M5: Kinematic Safety Supervisor
Kinematic Safety Supervisor
Part of the Terra Perceive series.
After M4, the pipeline can tell you the fused risk of every terrain cell: geometry from the traversability grid, semantics from SegFormer. What it cannot tell you is whether the robot should slow down, brake hard, or emergency-stop — and how urgently. A risk map is a spatial answer. A safety supervisor needs a temporal answer: given the robot’s current speed and terrain, how much time do we have before something goes wrong?
This milestone replaces the common “if distance < 3m, stop” heuristic with a physics-based model. The stopping distance depends on velocity and terrain friction. The intervention depends on time-to-collision, not raw distance. The result is a system that knows a bulldozer on mud needs 8 metres to stop at 2 m/s, not 3.
Stopping Distance from First Principles
The core equation comes from the work-energy theorem. A vehicle at velocity \(v\) has kinetic energy \(\frac{1}{2}mv^2\). The only force decelerating it is friction: \(F = \mu m g\), where \(\mu\) is the friction coefficient and \(g = 9.81\;\text{m/s}^2\). Friction does work over distance \(d\):
\[W_{\text{friction}} = -\mu m g \cdot d\]Setting work equal to kinetic energy change (final KE = 0):
\[-\mu m g \cdot d = -\frac{1}{2}mv^2\]Mass cancels — a bicycle and a bulldozer at the same speed and friction have the same stopping distance (though very different stopping forces). Solving for \(d\):
\[d_{\text{brake}} = \frac{v^2}{2 \mu g}\]But braking doesn’t start instantly. There is a sensor-to-actuator latency \(t_{\text{react}}\) (we use 0.2 s) during which the vehicle continues at full speed:
\[d_{\text{react}} = v \cdot t_{\text{react}}\]Total stopping distance:
\[\boxed{d_{\text{stop}} = \frac{v^2}{2 \mu g} + v \cdot t_{\text{react}}}\]The braking term is quadratic in \(v\) — doubling speed quadruples the braking distance.

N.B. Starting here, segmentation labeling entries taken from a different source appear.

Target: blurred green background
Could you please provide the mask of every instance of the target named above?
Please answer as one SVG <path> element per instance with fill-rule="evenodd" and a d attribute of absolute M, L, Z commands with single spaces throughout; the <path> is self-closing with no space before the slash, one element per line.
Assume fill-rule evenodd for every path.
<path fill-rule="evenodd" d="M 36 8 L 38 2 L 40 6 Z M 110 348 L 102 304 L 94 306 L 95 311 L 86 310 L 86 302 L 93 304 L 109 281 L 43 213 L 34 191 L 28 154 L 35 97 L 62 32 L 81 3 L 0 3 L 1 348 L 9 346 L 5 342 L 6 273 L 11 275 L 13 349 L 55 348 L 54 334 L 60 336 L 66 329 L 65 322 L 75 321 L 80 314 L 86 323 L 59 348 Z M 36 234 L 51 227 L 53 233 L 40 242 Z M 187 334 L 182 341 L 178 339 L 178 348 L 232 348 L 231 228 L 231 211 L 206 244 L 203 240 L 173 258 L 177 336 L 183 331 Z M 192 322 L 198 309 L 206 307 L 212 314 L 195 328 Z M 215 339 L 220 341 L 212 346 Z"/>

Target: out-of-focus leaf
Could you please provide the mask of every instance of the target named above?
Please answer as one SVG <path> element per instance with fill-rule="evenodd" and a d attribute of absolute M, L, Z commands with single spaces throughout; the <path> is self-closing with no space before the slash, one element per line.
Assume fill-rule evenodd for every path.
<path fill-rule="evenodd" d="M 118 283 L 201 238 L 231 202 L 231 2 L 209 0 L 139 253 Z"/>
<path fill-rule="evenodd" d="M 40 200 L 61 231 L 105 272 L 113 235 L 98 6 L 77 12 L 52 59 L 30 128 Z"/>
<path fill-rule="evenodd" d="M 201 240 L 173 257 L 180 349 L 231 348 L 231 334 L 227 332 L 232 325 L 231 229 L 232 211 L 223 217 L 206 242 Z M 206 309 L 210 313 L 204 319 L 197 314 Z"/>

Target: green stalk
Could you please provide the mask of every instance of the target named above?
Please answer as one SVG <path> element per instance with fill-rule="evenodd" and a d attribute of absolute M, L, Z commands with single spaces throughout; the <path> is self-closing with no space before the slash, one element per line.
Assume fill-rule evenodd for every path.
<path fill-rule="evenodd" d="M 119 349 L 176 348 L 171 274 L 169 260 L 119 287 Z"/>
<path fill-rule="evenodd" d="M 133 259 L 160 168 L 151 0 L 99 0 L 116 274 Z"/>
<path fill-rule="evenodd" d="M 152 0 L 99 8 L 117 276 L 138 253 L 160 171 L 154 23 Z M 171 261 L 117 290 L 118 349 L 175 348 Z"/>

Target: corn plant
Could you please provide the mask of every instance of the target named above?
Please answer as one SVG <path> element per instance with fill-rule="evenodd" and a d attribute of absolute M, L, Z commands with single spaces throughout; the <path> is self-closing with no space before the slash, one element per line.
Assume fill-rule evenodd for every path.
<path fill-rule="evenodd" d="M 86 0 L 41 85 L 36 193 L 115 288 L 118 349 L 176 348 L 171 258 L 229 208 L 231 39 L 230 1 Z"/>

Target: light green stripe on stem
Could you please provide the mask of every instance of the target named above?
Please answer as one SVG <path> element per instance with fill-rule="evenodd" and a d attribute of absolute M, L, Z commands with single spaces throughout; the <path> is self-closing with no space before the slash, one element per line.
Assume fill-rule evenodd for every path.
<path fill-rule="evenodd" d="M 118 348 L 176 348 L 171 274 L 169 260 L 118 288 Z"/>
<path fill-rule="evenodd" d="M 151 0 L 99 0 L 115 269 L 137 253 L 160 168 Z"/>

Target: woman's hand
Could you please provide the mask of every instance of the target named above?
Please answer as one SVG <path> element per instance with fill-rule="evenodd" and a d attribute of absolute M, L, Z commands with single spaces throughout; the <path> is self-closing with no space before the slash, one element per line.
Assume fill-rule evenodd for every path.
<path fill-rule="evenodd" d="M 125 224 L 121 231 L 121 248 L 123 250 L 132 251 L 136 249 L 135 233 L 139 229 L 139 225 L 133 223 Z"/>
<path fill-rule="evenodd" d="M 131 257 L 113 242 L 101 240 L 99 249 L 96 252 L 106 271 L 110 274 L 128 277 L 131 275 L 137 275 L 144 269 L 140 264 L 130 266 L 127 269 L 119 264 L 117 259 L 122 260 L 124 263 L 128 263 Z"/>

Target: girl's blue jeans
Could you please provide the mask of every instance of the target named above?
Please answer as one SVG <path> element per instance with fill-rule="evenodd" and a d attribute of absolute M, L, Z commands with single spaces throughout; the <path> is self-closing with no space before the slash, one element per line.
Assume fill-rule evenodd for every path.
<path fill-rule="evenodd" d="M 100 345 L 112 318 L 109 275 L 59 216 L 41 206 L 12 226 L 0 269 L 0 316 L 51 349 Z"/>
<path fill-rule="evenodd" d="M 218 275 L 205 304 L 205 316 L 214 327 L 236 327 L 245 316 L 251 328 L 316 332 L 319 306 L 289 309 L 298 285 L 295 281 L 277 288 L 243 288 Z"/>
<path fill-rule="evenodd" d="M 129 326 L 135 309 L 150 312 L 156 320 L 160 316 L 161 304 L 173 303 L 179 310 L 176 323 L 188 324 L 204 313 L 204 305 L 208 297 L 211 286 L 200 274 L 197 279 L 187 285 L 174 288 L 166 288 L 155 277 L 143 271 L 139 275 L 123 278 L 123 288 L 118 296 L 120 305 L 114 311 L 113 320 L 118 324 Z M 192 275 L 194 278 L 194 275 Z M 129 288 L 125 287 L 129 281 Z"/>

The reaction term is linear. At highway speeds the braking term dominates; at the low speeds of construction equipment (2–5 m/s), the reaction term is a significant fraction of the total.

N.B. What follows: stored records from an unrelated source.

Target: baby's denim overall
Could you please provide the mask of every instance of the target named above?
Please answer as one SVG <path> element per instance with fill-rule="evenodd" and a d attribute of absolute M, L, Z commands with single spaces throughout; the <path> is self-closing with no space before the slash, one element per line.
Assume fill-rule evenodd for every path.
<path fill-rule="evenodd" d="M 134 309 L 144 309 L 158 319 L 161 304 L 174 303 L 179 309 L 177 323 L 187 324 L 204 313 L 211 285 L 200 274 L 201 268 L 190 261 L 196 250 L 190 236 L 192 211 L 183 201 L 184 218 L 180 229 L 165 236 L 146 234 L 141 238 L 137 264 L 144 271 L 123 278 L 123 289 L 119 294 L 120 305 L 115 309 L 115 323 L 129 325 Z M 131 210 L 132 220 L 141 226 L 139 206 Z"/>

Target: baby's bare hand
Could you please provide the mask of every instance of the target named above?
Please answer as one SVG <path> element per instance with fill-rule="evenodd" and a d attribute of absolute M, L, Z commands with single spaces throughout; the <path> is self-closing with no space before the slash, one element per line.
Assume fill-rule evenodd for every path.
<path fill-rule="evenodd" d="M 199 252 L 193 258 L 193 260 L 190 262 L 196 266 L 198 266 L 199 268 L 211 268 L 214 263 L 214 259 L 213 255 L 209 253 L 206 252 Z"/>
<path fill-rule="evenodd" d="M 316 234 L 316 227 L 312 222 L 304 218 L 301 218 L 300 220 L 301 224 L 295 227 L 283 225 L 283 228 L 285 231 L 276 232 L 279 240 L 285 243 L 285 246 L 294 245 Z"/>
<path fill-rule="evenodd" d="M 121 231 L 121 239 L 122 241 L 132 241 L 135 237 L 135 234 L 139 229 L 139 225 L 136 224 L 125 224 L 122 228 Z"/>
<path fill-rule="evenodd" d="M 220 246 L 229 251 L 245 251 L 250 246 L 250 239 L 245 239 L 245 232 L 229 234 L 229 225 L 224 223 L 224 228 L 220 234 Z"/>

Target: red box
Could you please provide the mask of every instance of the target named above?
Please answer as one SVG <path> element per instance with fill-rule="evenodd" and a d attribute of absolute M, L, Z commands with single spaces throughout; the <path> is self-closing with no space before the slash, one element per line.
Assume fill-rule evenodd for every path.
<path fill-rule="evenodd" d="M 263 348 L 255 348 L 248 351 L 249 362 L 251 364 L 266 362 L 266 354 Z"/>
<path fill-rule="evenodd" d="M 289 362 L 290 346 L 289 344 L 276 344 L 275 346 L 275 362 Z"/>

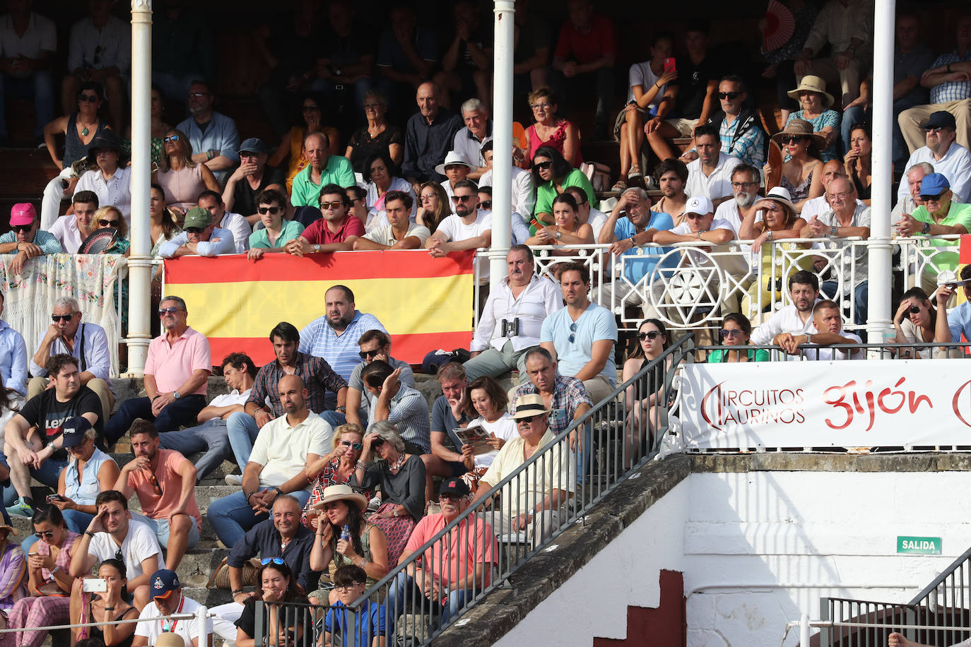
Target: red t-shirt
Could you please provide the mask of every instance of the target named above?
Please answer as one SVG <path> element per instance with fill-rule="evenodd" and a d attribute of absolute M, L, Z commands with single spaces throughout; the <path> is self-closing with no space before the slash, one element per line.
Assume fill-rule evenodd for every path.
<path fill-rule="evenodd" d="M 344 243 L 352 236 L 364 236 L 364 223 L 360 218 L 349 215 L 344 218 L 344 224 L 337 230 L 336 234 L 331 233 L 324 218 L 315 220 L 310 227 L 300 235 L 311 244 L 328 244 L 330 243 Z"/>

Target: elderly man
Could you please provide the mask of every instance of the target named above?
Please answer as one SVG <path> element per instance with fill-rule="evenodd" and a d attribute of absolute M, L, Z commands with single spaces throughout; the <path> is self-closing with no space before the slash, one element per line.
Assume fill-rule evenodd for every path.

Hand-calculated checkpoints:
| \(v\) (m/s) | \(\mu\) | \(d_{\text{brake}}\) (m) | \(d_{\text{react}}\) (m) | \(d_{\text{stop}}\) (m) |
|---|---|---|---|---|
| 2.0 | 0.6 | 0.34 | 0.40 | 0.74 |
| 5.0 | 0.6 | 2.12 | 1.00 | 3.12 |
| 2.0 | 0.3 | 0.68 | 0.40 | 1.08 |
The third row shows why terrain matters: halving \(\mu\) (from good gravel to wet mud) nearly doubles the stopping distance at the same speed.
Terrain-Aware Friction
The friction coefficient \(\mu\) is not a constant — it depends on the terrain the robot is currently driving over. M3’s traversability grid already computes a per-cell score in \([0, 1]\) from slope, roughness, and step height. We close the loop by mapping that score to friction:
\[\mu = \mu_{\text{base}} + \mu_{\text{scale}} \cdot s_{\text{trav}}\]With \(\mu_{\text{base}} = 0.3\) and \(\mu_{\text{scale}} = 0.5\):
| Terrain | \(s_{\text{trav}}\) | \(\mu\) | Physical meaning |
|---|---|---|---|
| Wet mud / steep slope | 0.0 | 0.3 | Worst case — long stopping distance |
| Mixed terrain | 0.5 | 0.55 | Moderate grip |
| Dry gravel / flat | 1.0 | 0.8 | Best case — short stopping distance |
This means the safety supervisor automatically becomes more conservative on dangerous terrain. A cell with high slope and high roughness produces a low traversability score, which produces a low \(\mu\), which produces a longer \(d_{\text{stop}}\), which triggers interventions earlier. The chain is fully automatic — no terrain-specific tuning required.
Time-to-Collision
Raw distance to an obstacle is a poor trigger for safety interventions. A worker 5 metres away is safe if the robot is crawling at 0.5 m/s, but dangerous if it’s moving at 5 m/s. What matters is time: how many seconds until the gap closes to within the stopping distance?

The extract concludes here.